Their cloud storage seems to work well on Apple devices but it is not accessible, as far as I know, on non-apple devices. Lastly, the Apple Cloud is only for apple file formats. So, the Apple Cloud cannot be used for general file storage. The capacity is limited but I have no idea what the limit is or the charges when the free limit is reached. Apple used to charge $10 each for the three office suite apps. That is what I paid a few years ago. Since September of 2013, they have been providing it for free on new iOS devices. - Microsoft 365 small business, which is what I would get, offers the very comprehensive and ubiquitous MS Office Suite of Word, Excel, and PowerPoint. The charge for the software, on up to five different devices, and base cloud storage of 1 TB per user is $12.50 a month or $150 per year. This gives unlimited video conferencing, skype, and more. One gets Notebook, Access, email, file sharing, and more. It actually sounds like a very good and very attractive deal.
This Google Docs app is a little confusing in name because Google first called their cloud based equivalent to MS Office Google Docs. Last year or the year before, Google renamed the file storage and cloud part of this offering Google Drive. Now it is offering the named products for their office suite independent of Drive. They are doing this after Microsoft has leapfrogged them in terms of offerings and features. Microsoft charges and it seems to me that they are providing more value than what Google is providing for free.
I am writing this little bit on the Google Docs app. It has the kind of the same feel as Apples Pages app but it is definitely missing some features. Specifically, I was looking for word count so I can keep track of how much I have written. I tried to find and turn on a ruler bar so I could indent paragraphs. As I could not find the ruler bar, I am using left justified paragraphs and putting a line space between at the end of each paragraph. I can certainly cut, copy, and paste using this app but only on the touch screen. Control x, c, and v do not work with my Zagg keyboard. In reading reviews online, I have come to find that it is not currently possible to copy and paste photos in this Google Docs app. I am sure that Google will close the gap and the most used functionality of MS Word, Excel, and Powerpoint.
Google Docs is a very simple typing app without even some the basic tabs and formatting features found on mechanical typewriters. I did not try to use Sheets but the reviews I read noted that there are almost no features one expects to see in a spreadsheet program. Both seem be suited to capturing minimum thoughts or data for further editing in the online version of Google Drive.

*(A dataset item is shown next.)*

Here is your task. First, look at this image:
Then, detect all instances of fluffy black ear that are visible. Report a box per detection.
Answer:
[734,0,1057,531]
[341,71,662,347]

While Apple Pages has a lot more functionality, it can be very slow to load. Sure, I can cut and paste quotes or photos from other apps or the internet, but I switch back to Pages, I have to wait until it is ready for me to resume... like it is coming out of hibernation. This may be the price I pay on an iPad2 for a modern app that is dragging a lot of functionality along with it.

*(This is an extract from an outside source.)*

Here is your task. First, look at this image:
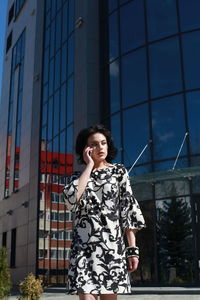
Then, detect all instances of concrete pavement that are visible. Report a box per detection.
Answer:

Both Google Sheets and Google Docs are very bare-bones and basic versions of what's available online. Rather than useful tools, both apps appear to be rushed-to-market responses to Microsoft Word and Excel for iOS. While Google Docs can at least be used to do drafts of documents and share them with other individuals while mobile, Google Sheets has nothing to commend it as a true spreadsheet other than the fact that it presents cells on a page.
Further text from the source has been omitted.